Dalam setiap ibadah besar Islam, selalu ada unsur pengingat bahwa kita hidup bersama. Bahwa kebaikan bukan hanya soal hubungan vertikal, tapi juga horizontal. Bahwa menyembah Tuhan tak akan pernah lengkap bila hati kita beku terhadap jeritan tetangga, terhadap lapar yang mengintai anak kecil di lorong-lorong sunyi.
Agama, sejatinya, bukan hanya mengatur cara kita beribadah. Ia mengatur cara kita menjadi manusia. Maka dua hari raya ini bukan sekadar selebrasi. Ia adalah cermin. Kita diminta bertanya: sudahkah kita ikut membuat yang lain bergembira? Sudahkah kita tidak menutup mata atas kesusahan orang lain? Karena ukuran kemuliaan bukan pada panjangnya doa, tapi pada seberapa besar kita menjadi jawaban atas doa orang lain.
Dari Idul Fitri hingga Idul Adha, ajaran Islam menuntun kita untuk tidak menjadi individu yang sibuk menggapai surga sendirian. Surga itu luas, dan jalannya dibuka bagi mereka yang rela berbagi, yang tak tega menutup mata ketika ada ketidakadilan, dan yang hatinya resah melihat kebahagiaan yang timpang.
Inilah agama yang tak terjebak dalam ritual kosong.
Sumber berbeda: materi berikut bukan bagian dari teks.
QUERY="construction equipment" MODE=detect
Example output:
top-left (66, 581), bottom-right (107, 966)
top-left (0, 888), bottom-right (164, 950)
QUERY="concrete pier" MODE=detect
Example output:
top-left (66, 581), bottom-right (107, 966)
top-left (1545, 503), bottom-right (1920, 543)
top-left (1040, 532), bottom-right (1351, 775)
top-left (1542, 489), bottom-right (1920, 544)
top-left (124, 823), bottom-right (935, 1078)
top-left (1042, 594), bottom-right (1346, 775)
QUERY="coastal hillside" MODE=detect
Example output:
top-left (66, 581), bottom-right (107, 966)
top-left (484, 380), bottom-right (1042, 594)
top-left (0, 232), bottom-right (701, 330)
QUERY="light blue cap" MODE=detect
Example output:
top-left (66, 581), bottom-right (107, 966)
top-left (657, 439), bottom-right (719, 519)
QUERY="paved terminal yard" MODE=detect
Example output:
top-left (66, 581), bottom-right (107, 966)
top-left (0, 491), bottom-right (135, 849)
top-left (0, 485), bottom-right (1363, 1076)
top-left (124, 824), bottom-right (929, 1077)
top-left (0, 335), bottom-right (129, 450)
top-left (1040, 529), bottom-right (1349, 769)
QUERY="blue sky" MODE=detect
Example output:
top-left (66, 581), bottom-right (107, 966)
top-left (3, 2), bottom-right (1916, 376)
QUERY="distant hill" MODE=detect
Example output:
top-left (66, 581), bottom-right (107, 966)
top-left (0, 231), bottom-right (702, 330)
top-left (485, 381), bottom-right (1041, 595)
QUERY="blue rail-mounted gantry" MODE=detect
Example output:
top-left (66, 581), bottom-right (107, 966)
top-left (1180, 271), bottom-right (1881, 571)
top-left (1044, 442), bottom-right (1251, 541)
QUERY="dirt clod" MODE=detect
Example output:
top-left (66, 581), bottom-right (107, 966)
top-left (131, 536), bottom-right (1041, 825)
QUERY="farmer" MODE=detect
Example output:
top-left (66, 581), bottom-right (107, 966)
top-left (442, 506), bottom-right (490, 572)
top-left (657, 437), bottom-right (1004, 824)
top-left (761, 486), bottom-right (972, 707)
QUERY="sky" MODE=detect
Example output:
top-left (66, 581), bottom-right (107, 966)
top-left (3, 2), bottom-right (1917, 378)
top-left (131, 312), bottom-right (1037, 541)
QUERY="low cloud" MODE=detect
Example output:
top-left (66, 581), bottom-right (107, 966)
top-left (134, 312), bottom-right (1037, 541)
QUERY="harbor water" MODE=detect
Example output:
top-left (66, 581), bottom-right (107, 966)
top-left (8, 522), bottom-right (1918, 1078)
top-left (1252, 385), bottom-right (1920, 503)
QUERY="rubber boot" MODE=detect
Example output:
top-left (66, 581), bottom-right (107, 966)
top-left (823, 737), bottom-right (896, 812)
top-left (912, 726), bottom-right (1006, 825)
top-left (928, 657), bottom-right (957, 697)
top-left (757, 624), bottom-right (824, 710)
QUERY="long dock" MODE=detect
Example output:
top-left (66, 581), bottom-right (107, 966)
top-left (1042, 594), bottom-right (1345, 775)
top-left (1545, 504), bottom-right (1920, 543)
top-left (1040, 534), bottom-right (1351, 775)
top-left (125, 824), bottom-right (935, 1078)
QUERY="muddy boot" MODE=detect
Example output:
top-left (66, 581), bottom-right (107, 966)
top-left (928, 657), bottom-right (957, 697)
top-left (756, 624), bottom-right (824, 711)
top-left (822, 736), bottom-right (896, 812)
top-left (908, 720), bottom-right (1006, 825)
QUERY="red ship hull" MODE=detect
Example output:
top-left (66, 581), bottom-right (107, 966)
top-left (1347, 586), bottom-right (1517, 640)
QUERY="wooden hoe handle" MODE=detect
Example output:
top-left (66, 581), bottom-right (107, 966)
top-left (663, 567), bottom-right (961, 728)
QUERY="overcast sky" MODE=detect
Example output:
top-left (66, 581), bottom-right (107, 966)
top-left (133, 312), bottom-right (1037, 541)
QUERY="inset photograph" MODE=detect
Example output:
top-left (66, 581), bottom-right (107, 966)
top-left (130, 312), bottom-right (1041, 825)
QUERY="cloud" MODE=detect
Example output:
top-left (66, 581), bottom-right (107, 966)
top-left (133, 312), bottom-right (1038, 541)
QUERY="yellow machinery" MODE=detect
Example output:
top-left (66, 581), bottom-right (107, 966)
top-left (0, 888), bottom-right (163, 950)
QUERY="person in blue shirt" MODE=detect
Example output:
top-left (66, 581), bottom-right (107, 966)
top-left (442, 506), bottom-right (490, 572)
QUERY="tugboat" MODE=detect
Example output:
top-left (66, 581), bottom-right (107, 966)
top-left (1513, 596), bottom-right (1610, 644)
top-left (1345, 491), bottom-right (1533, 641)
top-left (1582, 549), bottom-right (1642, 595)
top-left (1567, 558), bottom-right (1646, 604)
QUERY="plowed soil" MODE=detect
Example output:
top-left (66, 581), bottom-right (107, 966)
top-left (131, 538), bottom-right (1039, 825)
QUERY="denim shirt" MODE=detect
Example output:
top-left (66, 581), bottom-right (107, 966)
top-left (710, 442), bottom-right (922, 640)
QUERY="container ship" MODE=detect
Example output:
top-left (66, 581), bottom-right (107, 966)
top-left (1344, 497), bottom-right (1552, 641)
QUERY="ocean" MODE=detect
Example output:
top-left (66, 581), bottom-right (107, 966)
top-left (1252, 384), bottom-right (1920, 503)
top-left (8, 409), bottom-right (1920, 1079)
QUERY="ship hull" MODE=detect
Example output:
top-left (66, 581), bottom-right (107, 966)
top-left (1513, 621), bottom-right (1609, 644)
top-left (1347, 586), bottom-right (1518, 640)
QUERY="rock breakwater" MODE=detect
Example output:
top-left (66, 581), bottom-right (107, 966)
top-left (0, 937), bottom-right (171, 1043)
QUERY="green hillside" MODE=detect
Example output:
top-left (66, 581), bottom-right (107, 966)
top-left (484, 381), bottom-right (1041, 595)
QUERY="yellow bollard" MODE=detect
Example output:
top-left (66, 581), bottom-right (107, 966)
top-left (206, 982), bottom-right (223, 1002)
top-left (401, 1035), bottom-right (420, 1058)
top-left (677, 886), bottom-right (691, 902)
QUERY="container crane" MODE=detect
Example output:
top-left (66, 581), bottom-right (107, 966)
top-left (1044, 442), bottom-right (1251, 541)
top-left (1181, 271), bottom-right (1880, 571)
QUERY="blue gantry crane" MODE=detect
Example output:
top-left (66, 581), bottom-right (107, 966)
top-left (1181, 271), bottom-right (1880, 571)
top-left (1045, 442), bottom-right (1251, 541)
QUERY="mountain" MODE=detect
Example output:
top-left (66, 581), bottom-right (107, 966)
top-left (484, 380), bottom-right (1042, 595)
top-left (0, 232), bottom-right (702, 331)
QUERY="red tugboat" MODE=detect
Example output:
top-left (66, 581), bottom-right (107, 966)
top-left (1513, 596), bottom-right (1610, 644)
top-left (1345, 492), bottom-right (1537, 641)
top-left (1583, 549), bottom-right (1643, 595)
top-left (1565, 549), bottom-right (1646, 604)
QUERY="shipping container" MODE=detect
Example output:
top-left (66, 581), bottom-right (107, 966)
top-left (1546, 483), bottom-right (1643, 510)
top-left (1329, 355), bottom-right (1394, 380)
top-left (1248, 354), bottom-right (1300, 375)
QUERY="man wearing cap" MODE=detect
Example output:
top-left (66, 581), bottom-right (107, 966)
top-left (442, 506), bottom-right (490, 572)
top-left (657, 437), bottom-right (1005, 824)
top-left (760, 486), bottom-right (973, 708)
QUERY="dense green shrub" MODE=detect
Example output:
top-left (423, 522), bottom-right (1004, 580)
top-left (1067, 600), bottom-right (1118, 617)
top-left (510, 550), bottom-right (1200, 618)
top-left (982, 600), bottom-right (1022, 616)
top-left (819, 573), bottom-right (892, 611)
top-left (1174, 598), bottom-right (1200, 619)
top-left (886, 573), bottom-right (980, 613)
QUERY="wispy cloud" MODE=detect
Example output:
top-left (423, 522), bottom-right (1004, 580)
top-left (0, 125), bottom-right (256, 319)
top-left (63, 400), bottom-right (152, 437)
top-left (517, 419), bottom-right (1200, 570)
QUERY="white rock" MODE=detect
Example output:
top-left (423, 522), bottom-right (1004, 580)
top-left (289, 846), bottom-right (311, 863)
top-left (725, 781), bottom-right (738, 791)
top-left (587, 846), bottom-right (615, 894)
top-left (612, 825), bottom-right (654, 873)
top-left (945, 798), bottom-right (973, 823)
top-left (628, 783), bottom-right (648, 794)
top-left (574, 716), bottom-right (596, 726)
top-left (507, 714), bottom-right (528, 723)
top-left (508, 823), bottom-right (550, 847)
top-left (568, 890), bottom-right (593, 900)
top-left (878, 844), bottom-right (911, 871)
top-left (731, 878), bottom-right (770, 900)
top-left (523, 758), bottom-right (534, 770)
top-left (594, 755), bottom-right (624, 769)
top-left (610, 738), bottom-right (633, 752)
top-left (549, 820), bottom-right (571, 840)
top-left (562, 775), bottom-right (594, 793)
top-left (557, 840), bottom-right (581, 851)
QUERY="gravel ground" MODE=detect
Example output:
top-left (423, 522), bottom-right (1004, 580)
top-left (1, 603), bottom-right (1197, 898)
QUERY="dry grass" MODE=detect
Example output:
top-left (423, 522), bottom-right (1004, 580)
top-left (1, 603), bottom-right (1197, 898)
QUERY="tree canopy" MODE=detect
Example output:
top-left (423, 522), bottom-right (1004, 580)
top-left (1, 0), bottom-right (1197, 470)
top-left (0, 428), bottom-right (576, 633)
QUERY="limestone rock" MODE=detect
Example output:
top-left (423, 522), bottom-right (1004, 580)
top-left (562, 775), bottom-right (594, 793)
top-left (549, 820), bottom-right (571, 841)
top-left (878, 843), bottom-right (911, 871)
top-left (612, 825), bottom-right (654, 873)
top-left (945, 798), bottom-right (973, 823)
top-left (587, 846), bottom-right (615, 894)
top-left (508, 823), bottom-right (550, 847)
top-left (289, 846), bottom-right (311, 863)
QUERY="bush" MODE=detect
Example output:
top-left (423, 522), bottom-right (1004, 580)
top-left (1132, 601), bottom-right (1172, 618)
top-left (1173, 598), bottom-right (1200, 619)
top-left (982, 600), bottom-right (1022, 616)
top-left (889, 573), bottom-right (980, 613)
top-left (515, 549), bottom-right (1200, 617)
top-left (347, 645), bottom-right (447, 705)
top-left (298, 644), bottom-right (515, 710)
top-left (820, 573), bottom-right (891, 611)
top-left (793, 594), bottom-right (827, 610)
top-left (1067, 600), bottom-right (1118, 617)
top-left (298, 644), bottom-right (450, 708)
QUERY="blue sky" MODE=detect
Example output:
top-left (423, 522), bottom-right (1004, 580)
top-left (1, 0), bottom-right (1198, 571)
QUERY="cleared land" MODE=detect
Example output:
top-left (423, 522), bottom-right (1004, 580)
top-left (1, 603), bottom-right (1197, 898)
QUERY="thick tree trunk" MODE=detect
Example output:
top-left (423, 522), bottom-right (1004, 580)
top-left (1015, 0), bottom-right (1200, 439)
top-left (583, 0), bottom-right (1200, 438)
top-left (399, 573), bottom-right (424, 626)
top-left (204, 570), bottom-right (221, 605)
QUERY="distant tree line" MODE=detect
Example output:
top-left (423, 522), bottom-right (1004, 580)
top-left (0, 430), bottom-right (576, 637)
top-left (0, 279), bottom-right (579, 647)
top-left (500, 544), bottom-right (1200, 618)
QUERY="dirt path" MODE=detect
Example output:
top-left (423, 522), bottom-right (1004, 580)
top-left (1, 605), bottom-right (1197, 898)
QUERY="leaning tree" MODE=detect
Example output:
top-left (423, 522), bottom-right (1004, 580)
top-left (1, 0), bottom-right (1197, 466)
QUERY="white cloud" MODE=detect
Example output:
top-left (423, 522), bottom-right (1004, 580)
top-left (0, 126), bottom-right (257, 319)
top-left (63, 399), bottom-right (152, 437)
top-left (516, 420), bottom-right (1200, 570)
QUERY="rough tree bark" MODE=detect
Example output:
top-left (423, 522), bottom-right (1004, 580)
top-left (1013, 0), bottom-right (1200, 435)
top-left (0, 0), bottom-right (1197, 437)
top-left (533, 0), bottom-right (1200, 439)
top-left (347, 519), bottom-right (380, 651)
Ia hadir di dapur orang miskin, di tangan yang memberi, di senyum yang ditularkan, dan di rasa syukur yang tak hanya ditumpuk dalam hati, tapi dipecah agar bisa disantap bersama.
Agama, jika benar dipahami, tak akan pernah membiarkan manusia hidup sendirian dalam derita. Sebab agama adalah cahaya yang datang dari langit, tapi tujuannya adalah menerangi bumi.